Para Magid, um judaísmo próspero do século 21 sem Israel no centro deve incluir um retorno à religião. “É sempre o que vai nos manter juntos”, diz ele.
Essa religião é baseada no exílio, surgindo principalmente após a destruição do Segundo Templo pelos romanos no ano 70. Rabinos criaram substitutos para os requisitos sagrados que não podiam mais ser cumpridos: orações em vez de sacrifícios de animais, arca para rolos da Torá em vez do santuário interno do templo.
“Uma das coisas cruciais que a diáspora faz é moldar essa ideia de judaísmo como uma identidade portátil, não ligada à terra. Você pode manter uma cultura e religião judaica vibrante, permanecer um judeu fiel e observante”, disse Daniel Schwartz, professor de história judaica na Universidade George Washington. Mesmo que esse judaísmo “incorporasse um anseio por Sião em sua liturgia e lei”, acrescentou Schwartz, “quão messiânico era o judeu médio na Idade Média? Provavelmente não muito”.
Jovens judeus americanos têm suas próprias ideias sobre o conceito. Ao relançar o jornal de esquerda Jewish Currents (Tendências judaicas) em 2018, o então editor Jacob Plitman descreveu “um diasporismo emergente” que equilibrava “uma consciência crítica de Israel” com “um compromisso de lutar principalmente nas comunidades em que vivemos”. A revista tem sido francamente de esquerda, tão propensa a debater a perspectiva palestina quanto a judaica.
Simon Schama, professor universitário de história da arte e história na Universidade Columbia, que publicou dois volumes de “A História dos Judeus”, rejeita o diasporismo, argumentando que o anseio pela terra de Israel é um aspecto inevitável dos textos judaicos, desde a poesia da Espanha medieval até a liturgia religiosa cotidiana cantada em 2024.
As limitações do diasporismo surgem claramente quando se aplica o conceito a outro povo: os palestinos. A falta de Estado do passado judeu, afinal, ainda descreve o presente palestino. A noção de que os palestinos devem aceitar sua situação em nome de uma ideologia nobre seria considerada nociva pelos diaspóricos judeus, que tendem a favorecer a autodeterminação palestina.
“Os refugiados judeus da Europa, penso neles como apátridas, indefesos”, diz Sayed Kashua, um escritor palestino-israelense que vive nos Estados Unidos. “Esse plano de ter um Estado, o Estado nacional moderno do qual não sou um grande fã, era a única proteção. Agora é a maioria dos palestinos que substituiu os judeus apátridas e indefesos.”
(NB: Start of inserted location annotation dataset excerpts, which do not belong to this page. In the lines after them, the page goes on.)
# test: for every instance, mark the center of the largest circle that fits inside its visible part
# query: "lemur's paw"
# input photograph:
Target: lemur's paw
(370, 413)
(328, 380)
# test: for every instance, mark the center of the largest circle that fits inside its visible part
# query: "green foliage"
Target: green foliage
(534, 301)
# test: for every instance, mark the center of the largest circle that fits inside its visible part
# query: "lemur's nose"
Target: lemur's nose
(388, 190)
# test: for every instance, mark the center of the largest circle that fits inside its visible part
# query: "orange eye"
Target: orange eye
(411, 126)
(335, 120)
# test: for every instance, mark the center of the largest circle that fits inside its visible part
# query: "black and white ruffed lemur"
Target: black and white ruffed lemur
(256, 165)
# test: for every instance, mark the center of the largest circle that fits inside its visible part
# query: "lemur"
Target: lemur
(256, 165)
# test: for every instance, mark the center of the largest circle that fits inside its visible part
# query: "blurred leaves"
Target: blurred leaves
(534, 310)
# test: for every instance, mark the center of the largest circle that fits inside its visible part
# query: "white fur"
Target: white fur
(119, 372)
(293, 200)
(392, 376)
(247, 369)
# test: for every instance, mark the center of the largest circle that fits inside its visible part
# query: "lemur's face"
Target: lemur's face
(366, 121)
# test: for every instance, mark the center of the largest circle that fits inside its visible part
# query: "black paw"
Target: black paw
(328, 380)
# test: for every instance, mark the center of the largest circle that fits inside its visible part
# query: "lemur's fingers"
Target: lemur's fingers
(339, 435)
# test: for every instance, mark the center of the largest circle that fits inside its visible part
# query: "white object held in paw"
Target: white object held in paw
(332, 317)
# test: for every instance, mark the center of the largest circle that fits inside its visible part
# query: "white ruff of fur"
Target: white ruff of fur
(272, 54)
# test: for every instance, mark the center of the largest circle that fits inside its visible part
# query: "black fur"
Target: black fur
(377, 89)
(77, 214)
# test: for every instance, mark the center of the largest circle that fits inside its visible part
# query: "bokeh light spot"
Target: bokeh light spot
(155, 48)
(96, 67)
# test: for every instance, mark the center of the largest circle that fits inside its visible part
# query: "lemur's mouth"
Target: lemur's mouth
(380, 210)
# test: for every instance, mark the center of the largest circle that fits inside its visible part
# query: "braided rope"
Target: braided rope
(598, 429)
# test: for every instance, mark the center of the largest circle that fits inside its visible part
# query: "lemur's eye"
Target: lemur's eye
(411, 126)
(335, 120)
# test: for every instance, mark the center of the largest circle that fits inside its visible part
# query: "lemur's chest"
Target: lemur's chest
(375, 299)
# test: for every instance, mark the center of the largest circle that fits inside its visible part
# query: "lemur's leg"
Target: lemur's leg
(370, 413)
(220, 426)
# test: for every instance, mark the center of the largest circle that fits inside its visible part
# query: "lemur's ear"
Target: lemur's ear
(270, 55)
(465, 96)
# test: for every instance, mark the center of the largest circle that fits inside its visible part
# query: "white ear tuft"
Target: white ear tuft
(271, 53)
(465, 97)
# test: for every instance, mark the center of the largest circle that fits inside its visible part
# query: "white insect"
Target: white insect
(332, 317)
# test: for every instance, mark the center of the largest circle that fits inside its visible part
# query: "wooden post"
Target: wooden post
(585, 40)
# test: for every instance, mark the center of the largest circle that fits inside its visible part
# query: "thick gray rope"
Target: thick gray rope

Alan Wolfe, professor emérito de história da Universidade de Boston afirma que, no ano passado, enquanto o governo mais à direita da história de Israel buscava diminuir a independência do judiciário, judeus em outros lugares do mundo serviram como valiosos críticos. “A diáspora pode fornecer o que [o premiê Binyamin] Netanyahu e seus ministros de extrema direita não podem“, diz. “Existe uma grande consciência judaica, que tem mantido os judeus sobrevivendo por tanto tempo, sendo arriscada pelas tendências políticas atuais em Israel.”
Mas Wolfe também critica judeus não israelenses que não entendem que a diáspora é “tanto um conceito mental quanto geográfico”, um status que une pessoas díspares, e, por isso, não perceberam o ataque do Hamas como um ataque aos judeus de todo o mundo.
“Se eu pudesse criar o mundo ideal, seria um em que metade dos judeus vivesse em Israel e metade dos judeus não vivesse, e é mais ou menos isso que temos”, diz Wolfe. “Eles precisam um do outro —especialmente agora.”